1962 - Kettering General Hospital becomes the first district general hospital in England to open an Intensive Care Unit under Dr Gerrard Crocket. It had four beds.
 
1970s - Work began on a six-storey main ward block (still our main ward block) in 1971 and was completed in 1976. We also built the new Rockingham Wing which opened in 1977 as the hospital’s new maternity and gynaecology department. And the Post Graduate Education Centre opened in 1976.
 
1980s - New theatres were built for ENT, Eye, Oral and Maxillo-Facial surgery
 
1990s - The Day Case Unit was built and a new A&E department in 1993 with the Frank Radcliffe Fracture Clinic in 1995.
 
2000 - The Centenary Wing opened to its first patients following a four-year fundraising campaign with the support of the Northamptonshire Evening Telegraph. In 2002 the hospital got its first MRI scanner and in 2003 the £1m Jubilee Wing opened for dermatology patients.
 
2007 - Our £18m Treatment Centre opened in full to provide a state-of-the-art location for day surgery and a home for the hospital’s breast service on April 2.
 
2008 - KGH becomes a Foundation Trust and establishes a representative Council of Governors and recruits 5,000 public and staff members. We also open our £4.7m Cardiac Centre and treat more than 3,000 local people with heart problems in the first year.
 
2010 - We start the groundwork on our £30m new Foundation Wing which houses a new children’s ward, cardiac care wards, and intensive care unit. The Wing was open to its first patients in April 2013.
 
2016 - We completed a £5m refurbishment of our maternity unit including building two new maternity theatres and associated recovery areas
 
2019 – KGH receives two pieces of good news.
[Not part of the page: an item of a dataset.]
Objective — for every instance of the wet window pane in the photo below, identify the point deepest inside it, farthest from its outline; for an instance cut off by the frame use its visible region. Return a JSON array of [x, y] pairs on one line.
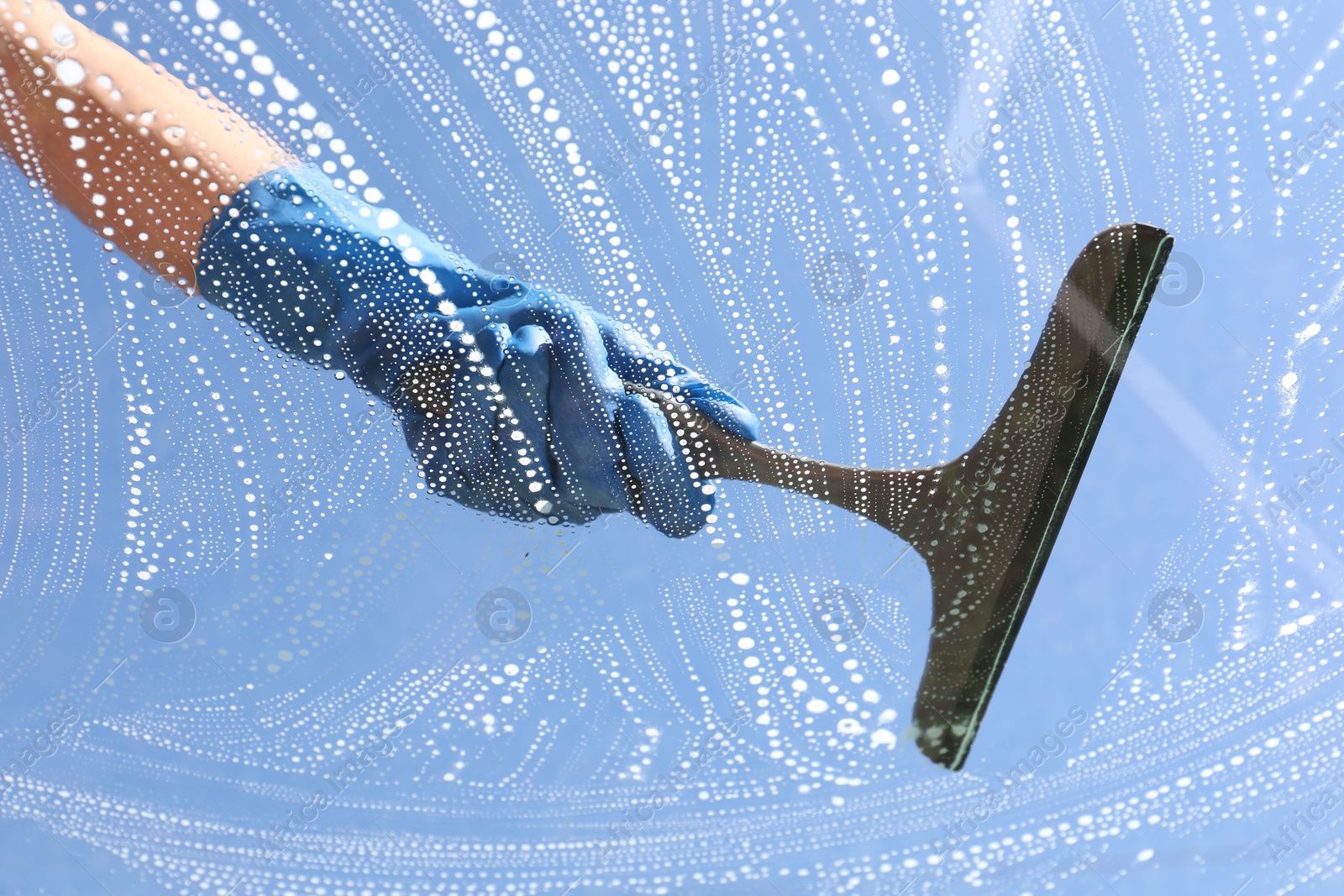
[[718, 448]]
Its bid for a £46m Urgent Care Hub to replace its A&E department has been successful and it has also been allowed to join the Government New Hospitals Programme to apply for funding to rebuild the hospital
 
2022-2023 – The hospital was told it can start to access £38m for enabling works to prepare for the rebuild and in May this year KGH’s place in the New Hospitals Programme was reiterated in an update on the programme by Secretary of State for Health and Social Care Steve Barclay MP.
 
2023 - KGH now has 600 beds, a 24-hour Emergency Department (A&E) caring for up to 100,000 patients each year. We provides specialist services including cardiac care for the county. It has inpatient, day case, diagnostic, maternity and outpatient facilities with a dedicated children’s ward and outpatients and about 120,000 patients per year are referred to us for treatment.